もっとわくわくするような音楽を!サロンみぎわのミニコンサート

イースター前夜にひかる希望 (3/30 春風通りのコンサートより)

今活躍の場をどんどん広げていっている若きディーバ、河原真実さんが、3年越しの思いを遂げて、念願のピアニスト脇田崚太郎さんとサロンみぎわに再登場。

春にちなんだ曲、そしてこの季節に飛び立つ若い世代に向けた、珠玉のような曲ばかり集めたコンサートは、多くの人の心を揺り動かす素晴らしいものとなりました。

美しいカッシーニのアヴェマリアでスタートしたコンサート。イタリア歌曲から日本歌曲へと移り、ユーミンの「春よ来い」は、脇田さんのスケール感あるピアノがオーケストラを思わせ、ドラマチックな仕上がりでゾクゾクするほど。

オペレッタや映画音楽も、脇田さんと河原さんの手を通すと、見違えるほど小粋なナンバーに。そしてデュオの真骨頂は、プログラムのメインディッシュ部分。「グリーン・スリーブス」「愛燦々」「スタンド・アローン」「You Raise Me Up」と、思いを込めた曲が続きます。

ジャンルを超えた曲を並べるプログラムは、ともすればそれぞれの持ち味を消しあい、コンサート後の印象を散漫なものにする恐れがあります。今回も、始まる前は少し、心配でした。

でもおふたりの演奏にはそんな心配は無用でした。

伝えたいメッセージが確固としているからぶれない。それどころか、曲を聴き進んでいくごとに、波が高まるように、力強い励ましや熱い思いが強く響いてきました。今回は高校を卒業したばかりの若い世代がたくさん来てくれましたが、先輩世代にあたるおふたりの演奏は、彼らの胸に強く迫るものがあったようです。「同じプログラムでもう一回聴きたい!」そんな声が出るほど、充実した時間でした。
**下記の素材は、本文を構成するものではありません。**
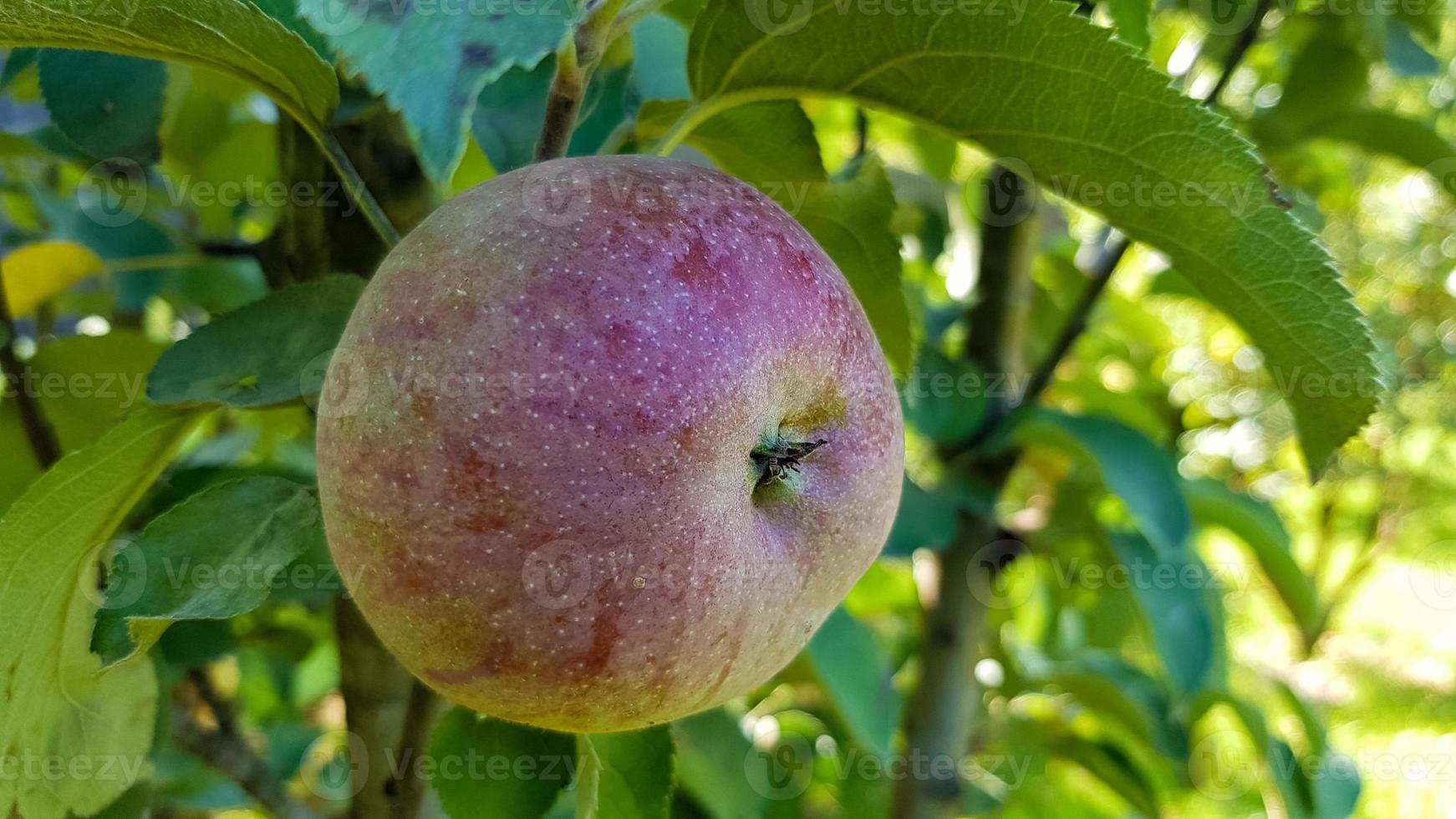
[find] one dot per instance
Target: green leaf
(625, 776)
(1134, 469)
(1326, 79)
(1106, 683)
(849, 217)
(767, 145)
(945, 399)
(855, 671)
(1334, 780)
(107, 104)
(1411, 141)
(659, 58)
(54, 699)
(232, 37)
(712, 755)
(214, 556)
(1260, 526)
(17, 61)
(1132, 19)
(510, 112)
(925, 520)
(1116, 123)
(433, 61)
(522, 768)
(265, 354)
(1169, 591)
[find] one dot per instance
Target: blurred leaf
(857, 674)
(15, 61)
(945, 399)
(1107, 762)
(1130, 18)
(1391, 135)
(1260, 526)
(57, 700)
(261, 354)
(35, 274)
(849, 217)
(510, 112)
(216, 284)
(925, 520)
(107, 104)
(1169, 591)
(1247, 255)
(227, 35)
(539, 766)
(1334, 780)
(1326, 79)
(84, 383)
(214, 556)
(1407, 57)
(1138, 471)
(712, 755)
(659, 58)
(767, 145)
(625, 776)
(433, 63)
(1110, 685)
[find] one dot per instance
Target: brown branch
(389, 712)
(575, 63)
(227, 752)
(944, 706)
(38, 431)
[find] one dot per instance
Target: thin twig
(1098, 278)
(575, 63)
(227, 752)
(944, 706)
(38, 431)
(354, 184)
(1112, 255)
(1241, 45)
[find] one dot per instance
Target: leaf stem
(227, 752)
(944, 706)
(354, 184)
(38, 431)
(575, 61)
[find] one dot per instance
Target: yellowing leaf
(54, 700)
(38, 272)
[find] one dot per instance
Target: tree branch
(227, 752)
(942, 710)
(389, 712)
(1107, 261)
(38, 431)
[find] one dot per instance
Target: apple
(606, 440)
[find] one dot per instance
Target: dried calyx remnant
(776, 460)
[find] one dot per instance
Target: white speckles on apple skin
(541, 492)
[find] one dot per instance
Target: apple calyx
(773, 461)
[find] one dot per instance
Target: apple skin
(536, 437)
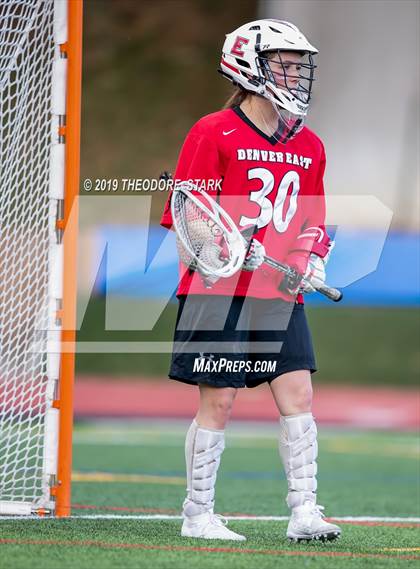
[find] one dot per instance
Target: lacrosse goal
(40, 84)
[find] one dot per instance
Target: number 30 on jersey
(268, 211)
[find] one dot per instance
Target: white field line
(233, 518)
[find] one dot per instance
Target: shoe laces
(318, 511)
(315, 510)
(218, 520)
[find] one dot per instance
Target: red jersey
(258, 181)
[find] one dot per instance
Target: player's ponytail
(238, 96)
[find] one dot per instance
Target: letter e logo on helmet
(239, 42)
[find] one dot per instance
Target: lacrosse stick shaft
(330, 292)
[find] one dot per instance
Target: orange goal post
(40, 100)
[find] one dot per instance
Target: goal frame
(73, 50)
(36, 396)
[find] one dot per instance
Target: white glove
(255, 256)
(315, 275)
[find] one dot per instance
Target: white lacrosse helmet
(245, 62)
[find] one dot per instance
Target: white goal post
(40, 84)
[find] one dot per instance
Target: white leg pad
(203, 449)
(299, 450)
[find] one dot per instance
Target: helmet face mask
(293, 72)
(273, 59)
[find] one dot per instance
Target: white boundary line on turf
(233, 518)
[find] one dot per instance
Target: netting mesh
(199, 232)
(26, 57)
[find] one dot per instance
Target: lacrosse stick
(209, 240)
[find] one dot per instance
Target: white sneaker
(208, 526)
(307, 523)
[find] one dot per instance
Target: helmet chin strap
(283, 132)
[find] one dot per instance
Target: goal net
(33, 67)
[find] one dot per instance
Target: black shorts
(239, 342)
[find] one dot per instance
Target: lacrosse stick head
(207, 238)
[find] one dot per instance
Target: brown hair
(238, 96)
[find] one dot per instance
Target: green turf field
(136, 470)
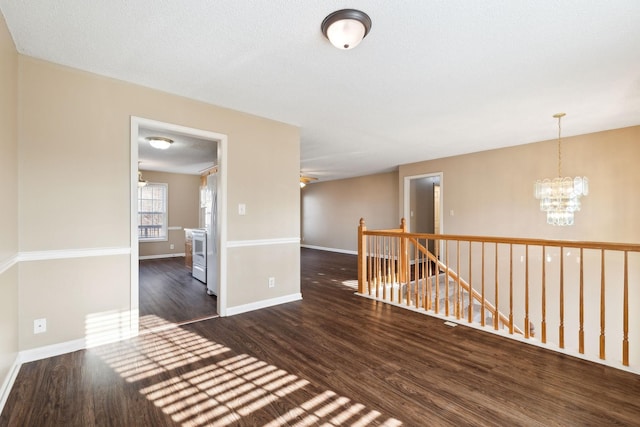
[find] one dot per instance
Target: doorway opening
(192, 152)
(423, 204)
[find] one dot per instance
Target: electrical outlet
(39, 326)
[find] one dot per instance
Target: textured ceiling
(432, 79)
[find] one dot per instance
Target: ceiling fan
(304, 180)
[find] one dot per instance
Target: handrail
(555, 283)
(476, 295)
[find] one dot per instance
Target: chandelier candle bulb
(560, 197)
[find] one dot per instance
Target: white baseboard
(321, 248)
(161, 256)
(43, 352)
(7, 384)
(231, 311)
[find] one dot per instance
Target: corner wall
(331, 210)
(490, 193)
(76, 231)
(9, 210)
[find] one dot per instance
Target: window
(152, 212)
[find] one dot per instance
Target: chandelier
(560, 197)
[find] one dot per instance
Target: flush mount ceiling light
(159, 142)
(346, 28)
(141, 181)
(560, 197)
(304, 180)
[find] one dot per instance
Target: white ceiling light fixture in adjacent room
(304, 180)
(141, 181)
(159, 142)
(346, 28)
(560, 197)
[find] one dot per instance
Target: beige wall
(183, 211)
(331, 210)
(491, 192)
(75, 179)
(9, 198)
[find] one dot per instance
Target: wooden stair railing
(486, 305)
(581, 288)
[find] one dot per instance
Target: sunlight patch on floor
(229, 388)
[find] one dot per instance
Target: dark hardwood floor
(168, 293)
(331, 359)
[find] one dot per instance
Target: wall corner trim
(7, 263)
(72, 253)
(262, 242)
(321, 248)
(8, 382)
(244, 308)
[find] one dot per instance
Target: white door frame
(407, 196)
(221, 139)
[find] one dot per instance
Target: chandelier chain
(559, 148)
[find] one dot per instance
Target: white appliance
(211, 226)
(199, 254)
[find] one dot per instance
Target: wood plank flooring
(331, 359)
(168, 291)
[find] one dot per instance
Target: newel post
(403, 258)
(362, 259)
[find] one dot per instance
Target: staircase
(581, 296)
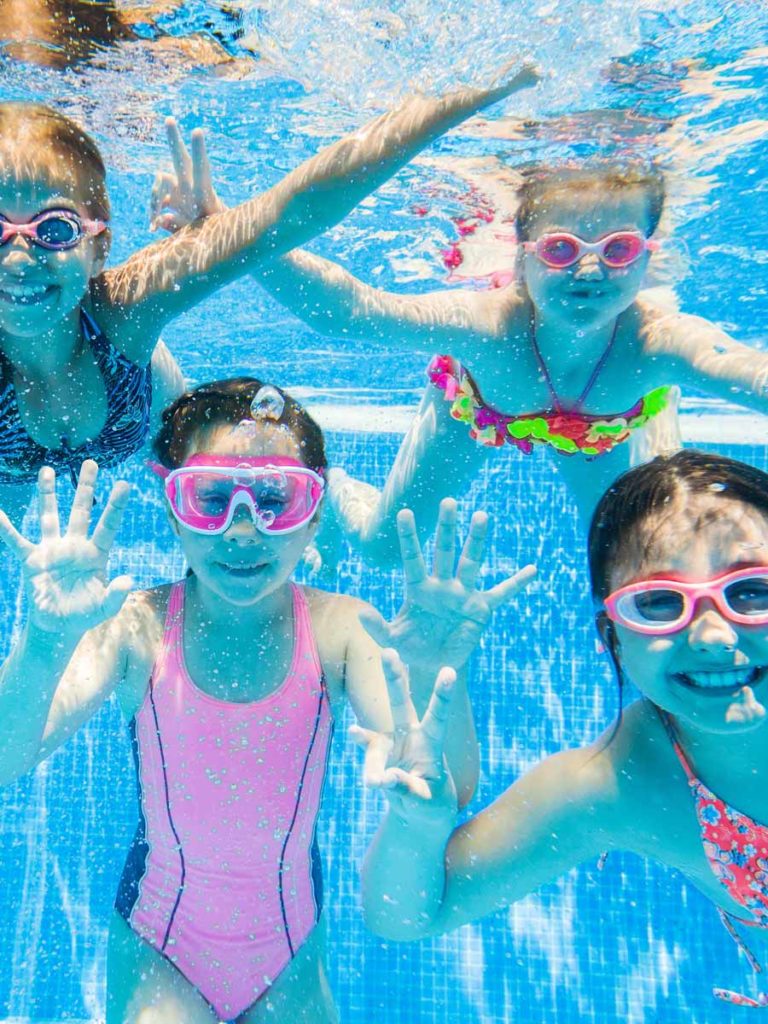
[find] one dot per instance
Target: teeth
(733, 678)
(24, 293)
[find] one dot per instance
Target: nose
(589, 267)
(709, 631)
(242, 530)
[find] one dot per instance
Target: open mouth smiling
(721, 683)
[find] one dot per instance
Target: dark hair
(541, 182)
(648, 489)
(43, 139)
(228, 401)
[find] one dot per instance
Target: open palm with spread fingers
(443, 613)
(66, 572)
(409, 763)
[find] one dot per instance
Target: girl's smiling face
(38, 286)
(243, 564)
(588, 293)
(706, 670)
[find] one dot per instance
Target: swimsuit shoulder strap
(305, 644)
(667, 722)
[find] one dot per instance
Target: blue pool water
(682, 81)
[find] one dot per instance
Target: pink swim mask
(657, 607)
(281, 493)
(560, 249)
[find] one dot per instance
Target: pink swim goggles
(560, 249)
(657, 607)
(281, 493)
(54, 229)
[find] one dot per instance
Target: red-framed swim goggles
(560, 249)
(658, 607)
(204, 494)
(54, 229)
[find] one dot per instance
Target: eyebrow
(677, 577)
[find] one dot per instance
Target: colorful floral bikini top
(736, 849)
(567, 430)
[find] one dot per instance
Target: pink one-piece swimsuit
(223, 877)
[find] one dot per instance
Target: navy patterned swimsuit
(128, 401)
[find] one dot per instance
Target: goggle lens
(281, 498)
(58, 231)
(622, 250)
(559, 251)
(748, 597)
(662, 607)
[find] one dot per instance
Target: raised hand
(443, 614)
(409, 763)
(186, 195)
(66, 573)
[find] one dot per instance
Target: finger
(12, 540)
(436, 717)
(162, 188)
(82, 506)
(401, 707)
(472, 552)
(205, 195)
(168, 222)
(109, 521)
(508, 588)
(406, 782)
(179, 153)
(47, 505)
(413, 559)
(444, 540)
(376, 626)
(116, 594)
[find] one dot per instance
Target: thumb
(117, 592)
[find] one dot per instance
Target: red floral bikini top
(736, 849)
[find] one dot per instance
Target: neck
(561, 343)
(724, 759)
(207, 611)
(48, 354)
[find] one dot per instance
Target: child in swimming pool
(679, 565)
(571, 355)
(76, 340)
(230, 680)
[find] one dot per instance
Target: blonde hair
(541, 184)
(37, 139)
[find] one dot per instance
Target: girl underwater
(230, 680)
(678, 555)
(79, 343)
(571, 355)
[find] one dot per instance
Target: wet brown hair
(36, 139)
(226, 402)
(644, 492)
(542, 183)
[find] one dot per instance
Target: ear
(606, 631)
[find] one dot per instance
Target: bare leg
(436, 458)
(301, 993)
(142, 987)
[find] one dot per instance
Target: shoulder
(335, 620)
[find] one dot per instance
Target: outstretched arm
(442, 617)
(69, 657)
(695, 353)
(308, 201)
(423, 875)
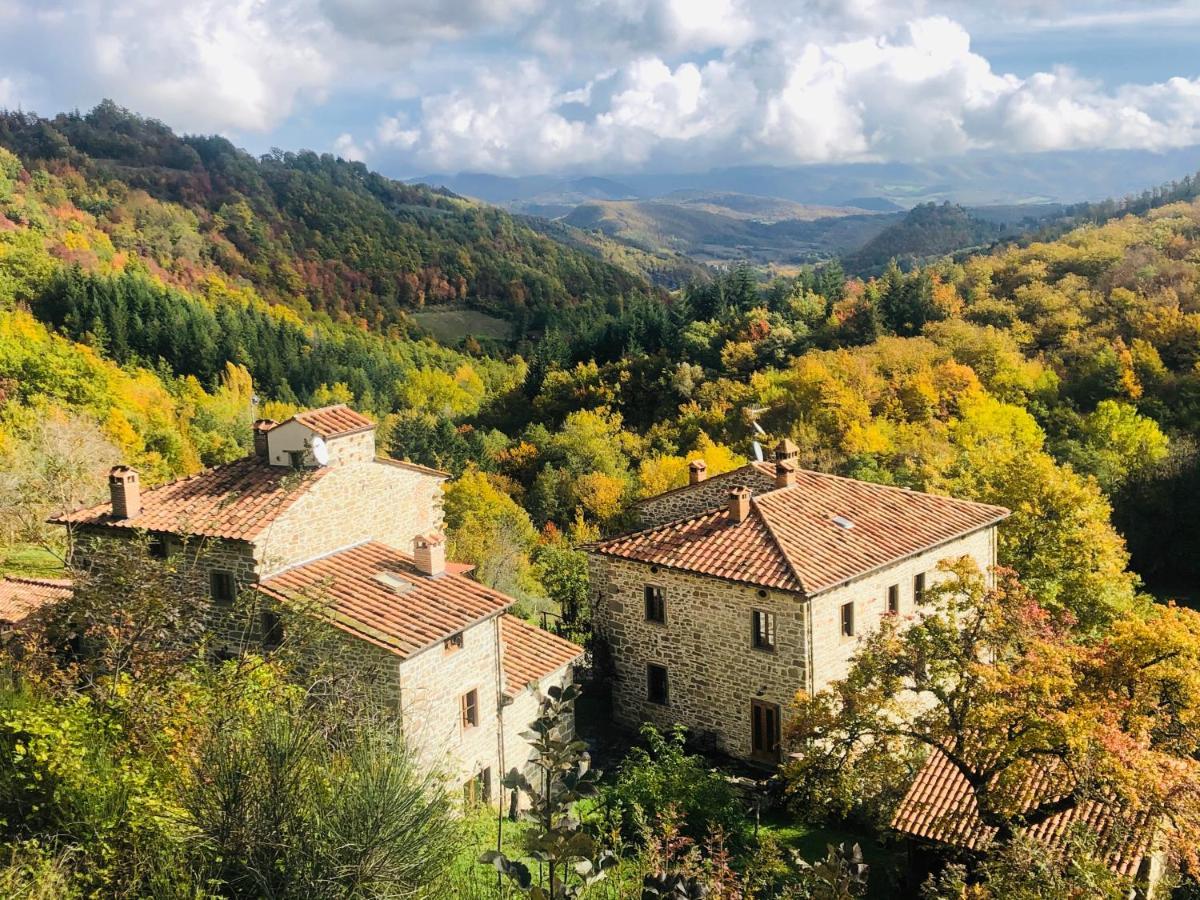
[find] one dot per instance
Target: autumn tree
(1008, 691)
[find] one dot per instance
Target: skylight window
(394, 582)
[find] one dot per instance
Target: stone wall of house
(832, 653)
(707, 642)
(706, 645)
(351, 504)
(694, 499)
(432, 684)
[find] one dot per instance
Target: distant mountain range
(791, 216)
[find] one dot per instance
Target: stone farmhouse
(313, 516)
(742, 589)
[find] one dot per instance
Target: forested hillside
(1059, 378)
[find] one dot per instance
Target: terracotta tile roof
(21, 597)
(941, 807)
(330, 421)
(532, 653)
(237, 501)
(375, 592)
(792, 539)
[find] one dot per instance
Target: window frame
(763, 639)
(227, 577)
(651, 669)
(654, 598)
(273, 629)
(468, 709)
(893, 600)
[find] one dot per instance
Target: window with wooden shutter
(657, 690)
(469, 709)
(655, 604)
(763, 630)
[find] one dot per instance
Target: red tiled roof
(532, 653)
(415, 613)
(21, 597)
(237, 501)
(941, 807)
(791, 538)
(330, 421)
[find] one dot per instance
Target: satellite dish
(319, 451)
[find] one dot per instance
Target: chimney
(261, 427)
(123, 485)
(430, 555)
(739, 504)
(785, 473)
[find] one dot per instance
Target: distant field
(451, 325)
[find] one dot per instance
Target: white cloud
(531, 85)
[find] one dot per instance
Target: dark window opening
(655, 604)
(478, 790)
(469, 703)
(763, 630)
(273, 630)
(765, 731)
(657, 684)
(221, 587)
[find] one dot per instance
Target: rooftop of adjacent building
(941, 807)
(810, 532)
(237, 501)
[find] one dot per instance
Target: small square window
(478, 790)
(655, 604)
(763, 630)
(657, 684)
(221, 587)
(847, 619)
(469, 703)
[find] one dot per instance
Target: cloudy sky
(520, 87)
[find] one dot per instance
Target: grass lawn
(30, 561)
(451, 325)
(813, 840)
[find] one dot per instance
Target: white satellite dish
(319, 451)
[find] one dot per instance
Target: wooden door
(765, 731)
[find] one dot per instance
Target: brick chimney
(123, 485)
(261, 427)
(430, 555)
(785, 473)
(739, 504)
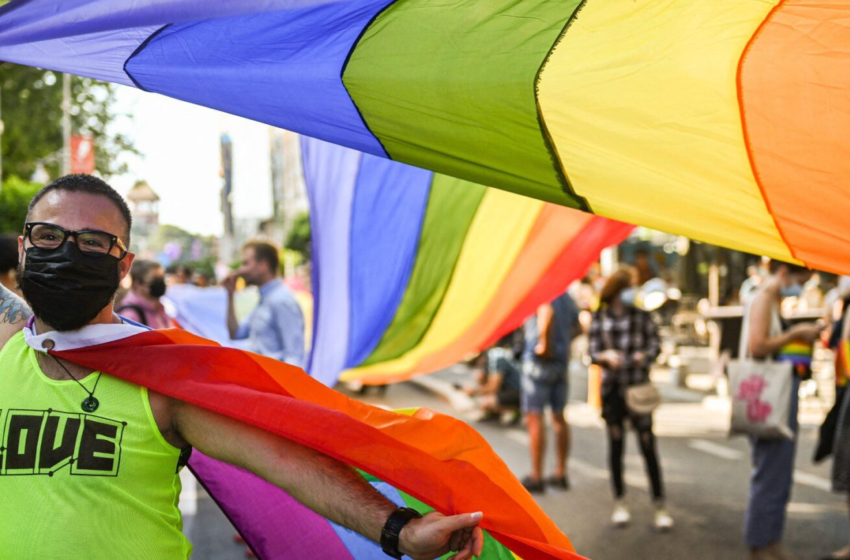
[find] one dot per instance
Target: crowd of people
(526, 373)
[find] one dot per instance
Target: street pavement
(705, 472)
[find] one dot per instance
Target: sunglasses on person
(89, 241)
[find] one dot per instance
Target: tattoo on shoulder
(12, 308)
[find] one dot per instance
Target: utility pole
(1, 137)
(66, 124)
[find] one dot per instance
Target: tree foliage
(15, 196)
(31, 110)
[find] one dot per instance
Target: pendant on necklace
(90, 404)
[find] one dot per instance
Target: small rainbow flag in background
(799, 353)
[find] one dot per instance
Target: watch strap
(392, 530)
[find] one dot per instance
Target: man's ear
(126, 264)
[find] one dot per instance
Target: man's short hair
(8, 253)
(775, 264)
(90, 185)
(265, 252)
(140, 270)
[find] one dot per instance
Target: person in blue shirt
(548, 336)
(276, 327)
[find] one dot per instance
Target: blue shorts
(544, 383)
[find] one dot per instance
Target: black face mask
(67, 288)
(157, 287)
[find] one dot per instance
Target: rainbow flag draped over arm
(727, 121)
(425, 457)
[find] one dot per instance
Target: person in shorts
(548, 336)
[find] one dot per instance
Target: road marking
(716, 449)
(812, 480)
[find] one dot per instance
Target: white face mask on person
(628, 296)
(794, 290)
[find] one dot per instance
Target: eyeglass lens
(49, 237)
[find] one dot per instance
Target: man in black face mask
(74, 254)
(142, 303)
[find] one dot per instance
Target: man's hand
(612, 358)
(435, 534)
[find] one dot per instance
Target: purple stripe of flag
(273, 523)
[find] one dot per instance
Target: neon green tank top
(97, 486)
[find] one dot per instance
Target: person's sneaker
(781, 553)
(559, 482)
(621, 516)
(533, 486)
(663, 522)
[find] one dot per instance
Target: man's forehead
(79, 211)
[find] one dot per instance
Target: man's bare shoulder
(13, 315)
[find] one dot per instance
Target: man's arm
(233, 327)
(762, 344)
(328, 487)
(13, 315)
(544, 317)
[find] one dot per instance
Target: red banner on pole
(82, 154)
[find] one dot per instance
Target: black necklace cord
(90, 403)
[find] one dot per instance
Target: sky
(179, 145)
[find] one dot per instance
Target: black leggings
(617, 447)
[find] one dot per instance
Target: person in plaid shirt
(624, 342)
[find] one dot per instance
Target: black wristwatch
(389, 535)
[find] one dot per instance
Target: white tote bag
(760, 390)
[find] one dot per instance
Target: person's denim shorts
(544, 383)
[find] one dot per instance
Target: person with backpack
(142, 303)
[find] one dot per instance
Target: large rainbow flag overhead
(727, 120)
(415, 270)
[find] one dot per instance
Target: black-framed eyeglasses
(90, 241)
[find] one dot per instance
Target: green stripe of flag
(450, 86)
(452, 205)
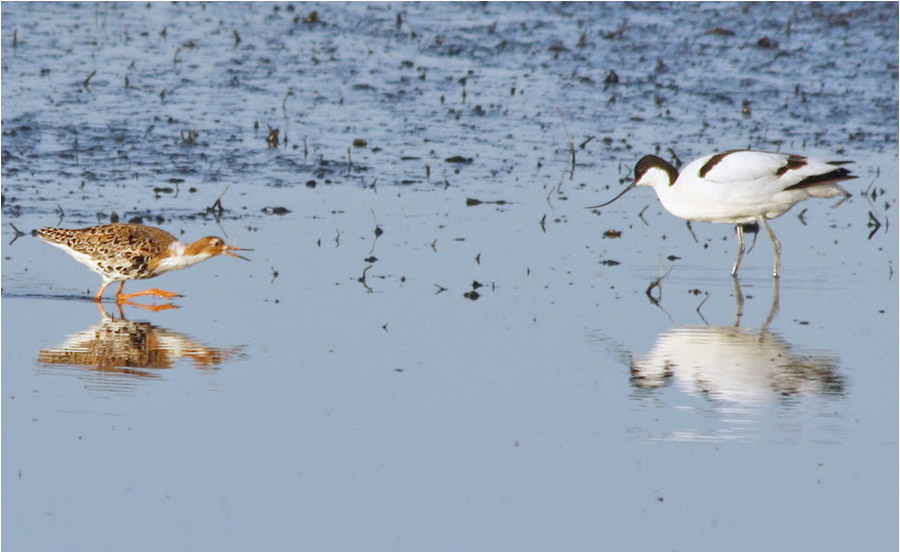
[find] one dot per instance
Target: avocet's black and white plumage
(739, 187)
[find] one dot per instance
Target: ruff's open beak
(229, 250)
(622, 193)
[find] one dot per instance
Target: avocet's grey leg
(740, 231)
(775, 243)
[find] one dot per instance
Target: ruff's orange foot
(120, 252)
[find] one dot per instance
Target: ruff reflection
(734, 364)
(136, 348)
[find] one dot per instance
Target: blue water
(343, 390)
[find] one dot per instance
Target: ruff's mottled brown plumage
(120, 252)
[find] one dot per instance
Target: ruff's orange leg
(151, 292)
(99, 297)
(147, 307)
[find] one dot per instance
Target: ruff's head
(212, 246)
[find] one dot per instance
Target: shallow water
(346, 389)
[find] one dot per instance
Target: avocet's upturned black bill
(739, 187)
この日は、キリスト教の祝日、イースター(復活祭)の前日。復活の日の前日は、ただ死があり、悲しみがあり、何の希望も見いだせないときだったはず。でもその翌日には、私たちの常識を越えた素晴らしいことが、神様の手で与えられました。

日本という国も、東日本大震災で被災し傷つき、多くのものを失って、行く道が見いだせない思いに苦しんでいるけれど、明日は私たちの思いを越えた、素晴らしいことが起こるかもしれない、起こせるかもしれない。

イースターの奇跡を指標に、希望を持って生きていきたい。そんな思いを起こしてくれる、おふたりの演奏でした。